I spent the best part of an hour with the One mini, and the great thing about it is that it's actually an HTC One shrunk down. The phone's body has been cheapened a little bit by using polycarbonate sides instead of wraparound aluminium, but the back is still aluminium and the build feels tight and premium – the polycarbonate fits in perfectly. It comes in silver and matt black.

I was impressed by the sharpness of the mini's 4.3in 720p SuperLCD screen. At 341 ppi, it's lower density than the 1080p flagship phones out there, but I can't tell the difference over about 330 ppi anyway. The mini has dual front-facing speakers just like the One does, so the sound from an HQ YouTube video came straight at my face. The special 2.55V headphone jack amplifier from the One and HTC's 8X Windows phone are here, too.

And the mini runs the same Android skin as the big One smartphone. That'll be a love-hate thing, because you have the non-removable Blinkfeed Flipboard clone, but that app seems most controversial among tech enthusiasts who aren't the core market for this phone.

The mini shares the One's 4 "ultrapixel" camera, which uses bigger-than-normal pixels to achieve solid low-light performance. When I shot a few pictures with it, though, I saw some pre-production firmware issues; images seemed very washed out. I didn't have that problem with the 1.6-megapixel front camera, which took very sharp photos with good colour saturation.

Since this is a unibody phone, there's no memory card slot or removable battery – 16GB and an 1800mAh cell are what you get. The mini also ditches the HTC One's IR remote, but I don't think that's a heavily used feature.

I'm a little uncomfortable with the use of Qualcomm's Snapdragon 400 processor at 1.4GHz rather than the faster Snapdragon 600, but performance is still solid here. I ran the Browsermark web browser benchmark on the phone and got a score of 2356, which doesn't measure up to the Samsung Galaxy S4 or HTC One, but beats other devices like the Galaxy S4 Active, HTC First and the Sony Xperia Z. Some of that score may be due to the use of the very new Android 4.2.2 on the new phone, but in any case it portends good performance.

The best thing about the mini, of course, is its size. The smaller device fits perfectly into my hand, and makes an even better one-handed phone than the One does (see the image below which shows the HTC One next to the One mini). It's about the same size as the HTC First and HTC 8X, both of which I think are about ideal, and its build is just spectacular. If you don't demand the ultimate in specs, this could be a great handset for you.

The HTC One mini goes up against the Samsung Galaxy S4 Mini and the Apple iPhone 4S in the middle of the smartphone range, and HTC pulls ahead of Samsung on specs at this level.

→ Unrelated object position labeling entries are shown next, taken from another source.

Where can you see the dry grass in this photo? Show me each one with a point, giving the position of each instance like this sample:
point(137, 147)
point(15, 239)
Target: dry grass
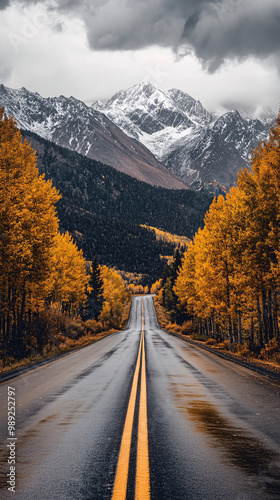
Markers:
point(93, 331)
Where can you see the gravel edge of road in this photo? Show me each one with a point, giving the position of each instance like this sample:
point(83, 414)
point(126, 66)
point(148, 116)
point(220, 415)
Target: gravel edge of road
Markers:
point(20, 371)
point(246, 364)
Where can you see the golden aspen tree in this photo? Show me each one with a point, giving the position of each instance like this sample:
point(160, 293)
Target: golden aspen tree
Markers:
point(28, 224)
point(68, 280)
point(114, 294)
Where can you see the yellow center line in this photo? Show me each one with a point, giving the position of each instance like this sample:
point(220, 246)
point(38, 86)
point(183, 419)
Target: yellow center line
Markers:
point(121, 478)
point(142, 486)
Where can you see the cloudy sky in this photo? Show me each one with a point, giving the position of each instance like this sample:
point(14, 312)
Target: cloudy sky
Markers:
point(224, 52)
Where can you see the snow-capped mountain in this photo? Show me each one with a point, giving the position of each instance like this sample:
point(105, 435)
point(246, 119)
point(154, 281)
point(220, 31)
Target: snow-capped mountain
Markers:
point(163, 138)
point(71, 123)
point(183, 135)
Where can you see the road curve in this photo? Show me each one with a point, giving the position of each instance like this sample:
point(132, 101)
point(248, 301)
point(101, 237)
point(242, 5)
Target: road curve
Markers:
point(142, 415)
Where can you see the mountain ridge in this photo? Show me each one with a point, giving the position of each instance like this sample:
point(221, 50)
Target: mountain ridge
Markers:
point(162, 138)
point(70, 123)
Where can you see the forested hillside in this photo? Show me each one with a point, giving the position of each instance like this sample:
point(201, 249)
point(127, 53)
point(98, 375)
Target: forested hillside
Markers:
point(229, 281)
point(103, 209)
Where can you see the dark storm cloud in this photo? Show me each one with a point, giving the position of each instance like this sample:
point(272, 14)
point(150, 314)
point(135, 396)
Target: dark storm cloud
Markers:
point(216, 30)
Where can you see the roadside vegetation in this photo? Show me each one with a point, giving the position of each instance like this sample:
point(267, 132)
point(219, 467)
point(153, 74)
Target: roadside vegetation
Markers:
point(226, 289)
point(49, 301)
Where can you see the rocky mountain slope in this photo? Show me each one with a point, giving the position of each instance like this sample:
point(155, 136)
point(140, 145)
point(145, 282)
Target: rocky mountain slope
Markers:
point(70, 123)
point(163, 138)
point(104, 210)
point(199, 149)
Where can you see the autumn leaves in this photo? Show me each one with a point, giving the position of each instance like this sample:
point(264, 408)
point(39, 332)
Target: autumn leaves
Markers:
point(230, 276)
point(38, 264)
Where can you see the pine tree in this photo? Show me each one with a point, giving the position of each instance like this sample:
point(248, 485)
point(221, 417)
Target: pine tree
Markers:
point(95, 290)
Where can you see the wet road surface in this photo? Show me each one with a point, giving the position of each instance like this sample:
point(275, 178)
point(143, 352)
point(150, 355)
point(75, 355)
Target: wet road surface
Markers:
point(190, 425)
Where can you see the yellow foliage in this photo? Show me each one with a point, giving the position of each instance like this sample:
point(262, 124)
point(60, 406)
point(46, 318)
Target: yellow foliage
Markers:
point(114, 294)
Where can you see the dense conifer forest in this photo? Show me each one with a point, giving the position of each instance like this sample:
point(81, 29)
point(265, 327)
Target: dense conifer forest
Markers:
point(103, 210)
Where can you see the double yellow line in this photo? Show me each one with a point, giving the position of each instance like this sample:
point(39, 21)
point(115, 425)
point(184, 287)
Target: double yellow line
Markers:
point(142, 483)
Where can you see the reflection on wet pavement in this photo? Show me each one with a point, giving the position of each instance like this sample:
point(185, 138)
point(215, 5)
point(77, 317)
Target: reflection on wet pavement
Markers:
point(238, 446)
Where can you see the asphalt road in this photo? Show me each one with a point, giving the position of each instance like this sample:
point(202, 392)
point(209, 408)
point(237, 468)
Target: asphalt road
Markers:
point(169, 420)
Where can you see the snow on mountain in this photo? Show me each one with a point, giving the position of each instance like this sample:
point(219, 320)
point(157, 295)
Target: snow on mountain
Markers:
point(70, 123)
point(155, 136)
point(196, 146)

The S4 Mini has been sized down to a 960 x 540 screen, 8GB of storage and a standard 8-megapixel camera, giving the One mini a tighter screen, better build quality and more built-in storage than its major Android competitor. But the S4 Mini may have longer battery life by powering its lower resolution screen with a slightly larger 1900mAh battery, and it has a memory card slot for expansion.

As we reported yesterday, HTC said the mini is set to go live in select markets in August ahead of a global rollout in September, but nothing specific has been confirmed for the UK launch date yet.